Não é brincadeira. Para se ter uma ideia, o filme levou cinco anos para ser produzido, período em que Lynch teve de fazer “bicos” (como entregador de jornais e operário) para poder sustentar a família e concluir a obra. Mas tanto esforço valeu a pena. O filme chamou a atenção imediatamente, ainda que mais pela aparência bizarra do que por suas qualidades cinematográficas. Felizmente, alguns observadores atentos não deixaram que estas passassem batido.

Um dos que o aclamaram no ato foi ninguém menos que Stanley Kubrick. Famoso por 2001: Uma Odisseia no Espaço e Laranja Mecânica, Kubrick usou-o como referência para a produção de O Iluminado (1980). George Lucas também foi fisgado. O autor de Guerra nas Estrelas pediu a Lynch que dirigisse o terceiro capítulo da trilogia original (hoje Episódio VI – O Retorno de Jedi), no que, infelizmente, foi recusado (quem sabe no que teria dado a versão de Lynch para a história? Será que os chatíssimos ewoks chegariam vivos ao final?). Quem levou o passe foi Mel Brooks, ator, produtor e dramaturgo, que o escalou para dirigir O Homem Elefante (por sinal, um filme belíssimo, sobre o qual pretendo escrever em breve).

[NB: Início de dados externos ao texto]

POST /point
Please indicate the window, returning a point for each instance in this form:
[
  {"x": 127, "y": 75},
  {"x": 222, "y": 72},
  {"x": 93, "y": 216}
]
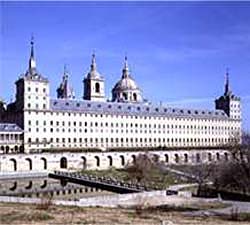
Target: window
[{"x": 97, "y": 87}]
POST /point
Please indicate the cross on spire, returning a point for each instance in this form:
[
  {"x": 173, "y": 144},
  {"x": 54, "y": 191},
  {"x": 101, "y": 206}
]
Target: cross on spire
[
  {"x": 32, "y": 61},
  {"x": 126, "y": 68},
  {"x": 93, "y": 62},
  {"x": 227, "y": 88}
]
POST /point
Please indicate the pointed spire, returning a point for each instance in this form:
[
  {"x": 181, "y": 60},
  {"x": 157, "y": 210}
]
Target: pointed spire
[
  {"x": 227, "y": 89},
  {"x": 32, "y": 61},
  {"x": 65, "y": 72},
  {"x": 93, "y": 62},
  {"x": 125, "y": 71}
]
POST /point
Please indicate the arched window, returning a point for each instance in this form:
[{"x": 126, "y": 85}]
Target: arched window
[
  {"x": 63, "y": 163},
  {"x": 185, "y": 157},
  {"x": 84, "y": 162},
  {"x": 29, "y": 163},
  {"x": 97, "y": 87},
  {"x": 14, "y": 164},
  {"x": 44, "y": 163},
  {"x": 122, "y": 160},
  {"x": 209, "y": 157},
  {"x": 110, "y": 160},
  {"x": 218, "y": 156},
  {"x": 176, "y": 156},
  {"x": 133, "y": 158},
  {"x": 13, "y": 188},
  {"x": 125, "y": 96},
  {"x": 97, "y": 161},
  {"x": 29, "y": 186},
  {"x": 134, "y": 96},
  {"x": 226, "y": 156},
  {"x": 198, "y": 158}
]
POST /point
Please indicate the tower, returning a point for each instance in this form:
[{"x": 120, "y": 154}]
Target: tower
[
  {"x": 126, "y": 89},
  {"x": 94, "y": 84},
  {"x": 32, "y": 89},
  {"x": 64, "y": 90},
  {"x": 228, "y": 102}
]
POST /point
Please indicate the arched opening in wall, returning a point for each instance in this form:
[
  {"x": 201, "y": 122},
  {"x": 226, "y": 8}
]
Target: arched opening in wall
[
  {"x": 209, "y": 156},
  {"x": 134, "y": 96},
  {"x": 44, "y": 163},
  {"x": 198, "y": 158},
  {"x": 29, "y": 186},
  {"x": 133, "y": 159},
  {"x": 97, "y": 161},
  {"x": 13, "y": 188},
  {"x": 29, "y": 163},
  {"x": 176, "y": 158},
  {"x": 122, "y": 160},
  {"x": 226, "y": 156},
  {"x": 110, "y": 160},
  {"x": 14, "y": 164},
  {"x": 186, "y": 158},
  {"x": 7, "y": 149},
  {"x": 97, "y": 87},
  {"x": 84, "y": 162},
  {"x": 166, "y": 158},
  {"x": 44, "y": 185},
  {"x": 218, "y": 156},
  {"x": 63, "y": 163}
]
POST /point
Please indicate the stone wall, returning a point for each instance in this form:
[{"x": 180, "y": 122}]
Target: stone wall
[{"x": 45, "y": 162}]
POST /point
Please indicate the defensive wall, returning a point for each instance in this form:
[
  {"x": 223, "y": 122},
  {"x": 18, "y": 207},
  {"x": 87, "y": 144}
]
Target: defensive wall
[{"x": 45, "y": 162}]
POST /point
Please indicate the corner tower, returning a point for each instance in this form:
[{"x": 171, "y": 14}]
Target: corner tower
[
  {"x": 228, "y": 102},
  {"x": 94, "y": 84},
  {"x": 32, "y": 89},
  {"x": 64, "y": 90},
  {"x": 126, "y": 89}
]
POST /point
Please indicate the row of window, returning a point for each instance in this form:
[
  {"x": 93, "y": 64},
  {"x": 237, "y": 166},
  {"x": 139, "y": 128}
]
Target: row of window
[
  {"x": 131, "y": 140},
  {"x": 175, "y": 118},
  {"x": 106, "y": 124}
]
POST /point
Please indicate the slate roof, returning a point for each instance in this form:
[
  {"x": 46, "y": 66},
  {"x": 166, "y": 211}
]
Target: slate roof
[
  {"x": 140, "y": 109},
  {"x": 9, "y": 127}
]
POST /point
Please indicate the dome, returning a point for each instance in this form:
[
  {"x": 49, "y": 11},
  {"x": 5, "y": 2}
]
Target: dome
[
  {"x": 126, "y": 90},
  {"x": 126, "y": 83}
]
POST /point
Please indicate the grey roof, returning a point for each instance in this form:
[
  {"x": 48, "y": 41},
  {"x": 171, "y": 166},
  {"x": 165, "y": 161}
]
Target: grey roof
[
  {"x": 140, "y": 109},
  {"x": 9, "y": 127}
]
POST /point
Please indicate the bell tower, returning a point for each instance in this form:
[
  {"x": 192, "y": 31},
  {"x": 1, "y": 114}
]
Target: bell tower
[
  {"x": 94, "y": 84},
  {"x": 229, "y": 102}
]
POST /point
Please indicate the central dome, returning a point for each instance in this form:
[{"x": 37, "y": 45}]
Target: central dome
[
  {"x": 126, "y": 83},
  {"x": 126, "y": 90}
]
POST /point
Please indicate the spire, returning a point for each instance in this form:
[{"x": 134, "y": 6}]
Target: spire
[
  {"x": 125, "y": 71},
  {"x": 93, "y": 62},
  {"x": 227, "y": 89},
  {"x": 32, "y": 61},
  {"x": 65, "y": 72}
]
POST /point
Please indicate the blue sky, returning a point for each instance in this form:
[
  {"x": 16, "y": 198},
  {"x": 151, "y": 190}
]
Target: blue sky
[{"x": 178, "y": 52}]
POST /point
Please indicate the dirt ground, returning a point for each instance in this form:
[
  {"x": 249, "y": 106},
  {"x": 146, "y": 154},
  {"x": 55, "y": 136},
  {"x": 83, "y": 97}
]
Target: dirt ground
[{"x": 11, "y": 213}]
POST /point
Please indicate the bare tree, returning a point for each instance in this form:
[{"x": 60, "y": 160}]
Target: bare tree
[
  {"x": 234, "y": 175},
  {"x": 143, "y": 166}
]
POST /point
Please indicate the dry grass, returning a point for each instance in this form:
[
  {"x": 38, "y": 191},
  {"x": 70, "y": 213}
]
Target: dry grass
[{"x": 29, "y": 214}]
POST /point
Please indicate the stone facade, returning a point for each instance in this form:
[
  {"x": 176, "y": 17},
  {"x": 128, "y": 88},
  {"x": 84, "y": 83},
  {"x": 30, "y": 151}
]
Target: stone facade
[
  {"x": 101, "y": 160},
  {"x": 94, "y": 123}
]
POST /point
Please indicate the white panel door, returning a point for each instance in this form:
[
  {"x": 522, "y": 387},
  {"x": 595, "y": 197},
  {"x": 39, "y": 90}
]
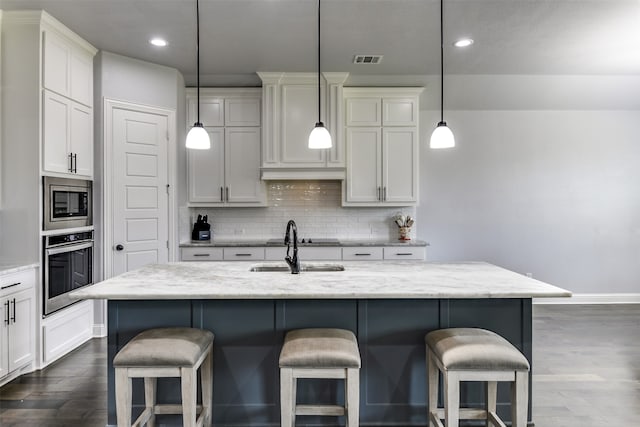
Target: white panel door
[
  {"x": 55, "y": 134},
  {"x": 21, "y": 334},
  {"x": 400, "y": 165},
  {"x": 139, "y": 186},
  {"x": 205, "y": 169},
  {"x": 81, "y": 139},
  {"x": 242, "y": 171},
  {"x": 363, "y": 165}
]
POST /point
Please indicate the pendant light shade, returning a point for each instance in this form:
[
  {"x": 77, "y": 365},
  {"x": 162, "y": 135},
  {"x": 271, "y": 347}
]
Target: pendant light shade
[
  {"x": 319, "y": 138},
  {"x": 198, "y": 138},
  {"x": 442, "y": 137}
]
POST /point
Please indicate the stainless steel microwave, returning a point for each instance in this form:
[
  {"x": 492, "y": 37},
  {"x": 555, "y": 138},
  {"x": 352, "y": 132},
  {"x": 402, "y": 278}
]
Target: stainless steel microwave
[{"x": 67, "y": 203}]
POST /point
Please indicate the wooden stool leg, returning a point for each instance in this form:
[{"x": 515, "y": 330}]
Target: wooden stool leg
[
  {"x": 189, "y": 392},
  {"x": 150, "y": 399},
  {"x": 206, "y": 380},
  {"x": 432, "y": 381},
  {"x": 287, "y": 396},
  {"x": 520, "y": 399},
  {"x": 451, "y": 399},
  {"x": 352, "y": 400},
  {"x": 492, "y": 400},
  {"x": 123, "y": 397}
]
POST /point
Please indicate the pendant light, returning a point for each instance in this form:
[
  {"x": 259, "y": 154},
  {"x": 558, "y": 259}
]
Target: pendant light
[
  {"x": 198, "y": 138},
  {"x": 319, "y": 137},
  {"x": 442, "y": 137}
]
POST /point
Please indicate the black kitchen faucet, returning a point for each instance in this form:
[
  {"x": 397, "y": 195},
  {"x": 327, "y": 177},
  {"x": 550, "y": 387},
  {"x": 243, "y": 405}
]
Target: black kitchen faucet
[{"x": 294, "y": 262}]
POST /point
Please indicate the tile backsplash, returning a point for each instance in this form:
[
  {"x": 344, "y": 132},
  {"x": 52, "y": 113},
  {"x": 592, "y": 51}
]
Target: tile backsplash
[{"x": 314, "y": 205}]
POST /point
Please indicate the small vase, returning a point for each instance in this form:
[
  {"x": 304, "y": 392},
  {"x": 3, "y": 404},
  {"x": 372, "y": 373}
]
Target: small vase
[{"x": 404, "y": 233}]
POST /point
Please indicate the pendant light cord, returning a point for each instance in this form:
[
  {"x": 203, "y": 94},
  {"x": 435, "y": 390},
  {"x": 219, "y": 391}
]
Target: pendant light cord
[
  {"x": 319, "y": 119},
  {"x": 441, "y": 63},
  {"x": 198, "y": 53}
]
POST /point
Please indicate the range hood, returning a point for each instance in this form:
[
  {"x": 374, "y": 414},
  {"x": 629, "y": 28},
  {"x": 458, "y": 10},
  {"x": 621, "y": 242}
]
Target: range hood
[{"x": 290, "y": 102}]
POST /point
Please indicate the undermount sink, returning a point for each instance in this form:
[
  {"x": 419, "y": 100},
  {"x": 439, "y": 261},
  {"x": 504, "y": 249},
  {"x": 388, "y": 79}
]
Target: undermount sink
[{"x": 304, "y": 267}]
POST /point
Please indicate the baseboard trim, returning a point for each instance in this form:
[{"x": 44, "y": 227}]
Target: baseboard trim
[
  {"x": 627, "y": 298},
  {"x": 99, "y": 330}
]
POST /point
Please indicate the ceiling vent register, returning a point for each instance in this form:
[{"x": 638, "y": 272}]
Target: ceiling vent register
[{"x": 367, "y": 59}]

Mas, voltando a Eraserhead, ressalto: o filme não se parece em nada com o que estamos acostumados a assistir. A rigor, não existe uma trama: a obra reúne episódios desconexos da vida de Henry (o protagonista, vivido por Jack Nance) relacionados ao bebê. Lynch não economiza em sangue, fluidos e deformações diversas (uma prévia: o aquecedor de Henry abriga uma mulher misteriosa, com bochechas grotescamente aumentadas, que apresenta números musicais enquanto monstros despencam do teto). Se, ainda assim, você se dispuser a enfrentá-lo, sairá recompensado: Lynch é um cineasta corajoso, que investe nas próprias visões para comentar o mundo atual. Se for possível compará-lo a criadores de outras artes, o próprio diretor deu a pista: seus artistas favoritos são o escritor Franz Kafka e o pintor Francis Bacon, que espelham a mesma perplexidade com o lado escuro da vida. Para quem não se contenta com comédias românticas ou filmes de ação, o remédio é David Lynch e seu Eraserhead.